Textualism, The Laws of War, and More: This Week in the Book Pages


This week, The Wall Street Journal has a review of Antonin Scalia and Bryan A. Garner's, Reading Law:The Interpretation of Legal Texts (Thomson/West).   Here is a sample:
In "Reading Law," they argue forcefully for a textualist approach—for interpreting legal documents, especially the Constitution, by focusing on written words in their original meaning. Along the way, the authors debunk the claims of the non-textualists, who, they say, seek to deconstruct the language, imposing on it a content that was never expressed. Such an effort, they note, defeats the whole purpose of communication and substitutes the reader's ideas for those of the writer.
You can read the full review here.  You can also find a review of the book at Slate, here.

And, in case you missed Karen’s post earlier this week, Slate also has Eric Posner on John Fabian Witt’s Lincoln’s Code: The Laws of War in American History (Simon & Schuster), which will be out on Tuesday.

On politics this week, TNR: The Book has a review of If Not Us, Who? William Rusher, National Review,and the Conservative Movement (ISI Books) by David B. Frisk, and a review of Sean Trende's The Lost Majority: Why the Future of Government Is Up for Grabs- And Who Will Take It (Palgrave Macmillan).

In the LA Times Michael Woo reviews Scott Zesch's The Chinatown War: Chinese Los Angeles and the Massacre of 1871 (Oxford University Press).  Woo writes: 
"The Chinatown War," Scott Zesch's portrait of Los Angeles in the early 1870s, foreshadows the economic paradox of many later American cities, combining the lure of a vibrant economy with the threat of competition divided along class and racial lines.Zesch, who previously has written about racial conflict in the Old West, looks for evidence of white attitudes towards Chinese by surveying the earliest local newspaper articles about Chinese residents in L.A. After finding a mostly neutral or even positive tone in the earliest newspaper coverage, Zesch detects an abrupt change, perhaps reflecting the increasingly virulent anti-Chinese sentiment in San Francisco.
Read on here.

In The Nation, Jackson Lears reviews Promise and Peril: America at the Dawn of the Global Age (Harvard University Press) by Christopher McKnight Nichols.  According to Lears, "Nichols has accomplished a major feat, demonstrating that isolationism was a far richer and more complex intellectual tradition than its critics have ever imagined—one that still speaks to our own time, freshening the stale formulas of the Washington consensus and allowing us to reimagine the role of the United States in the world."

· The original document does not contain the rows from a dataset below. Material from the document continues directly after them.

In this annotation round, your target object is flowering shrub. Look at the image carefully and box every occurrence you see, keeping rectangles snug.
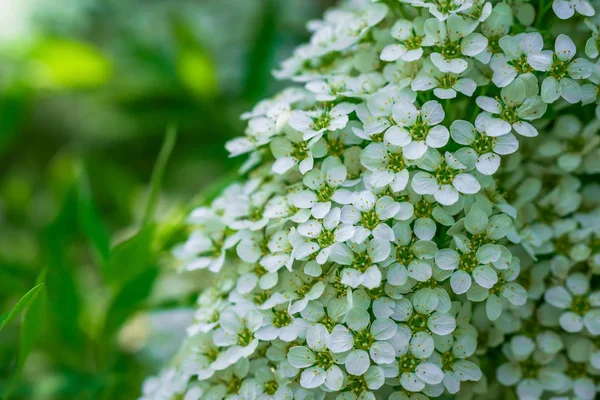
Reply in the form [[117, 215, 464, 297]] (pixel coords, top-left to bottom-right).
[[141, 0, 600, 399]]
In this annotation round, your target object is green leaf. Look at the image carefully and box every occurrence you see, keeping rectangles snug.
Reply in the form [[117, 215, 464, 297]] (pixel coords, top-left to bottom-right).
[[0, 283, 44, 332], [78, 170, 111, 265], [142, 125, 177, 227], [103, 226, 155, 285], [103, 266, 159, 336]]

Other reviews this week: Christopher Hitchens's Mortality (Twelve) is reviewed in the New York Times (here) and the LA Times (here).  Also in the New York Times, Alexander Rose reviews Ben Macintyre's Double Cross: The True Story of the D-Day Spies (Crown). TNR: The Book also has a review of Nathan Harden's Sex and God at Yale (Thomas Dunne Books).  For more reviews on Harden's book, see last week's roundup.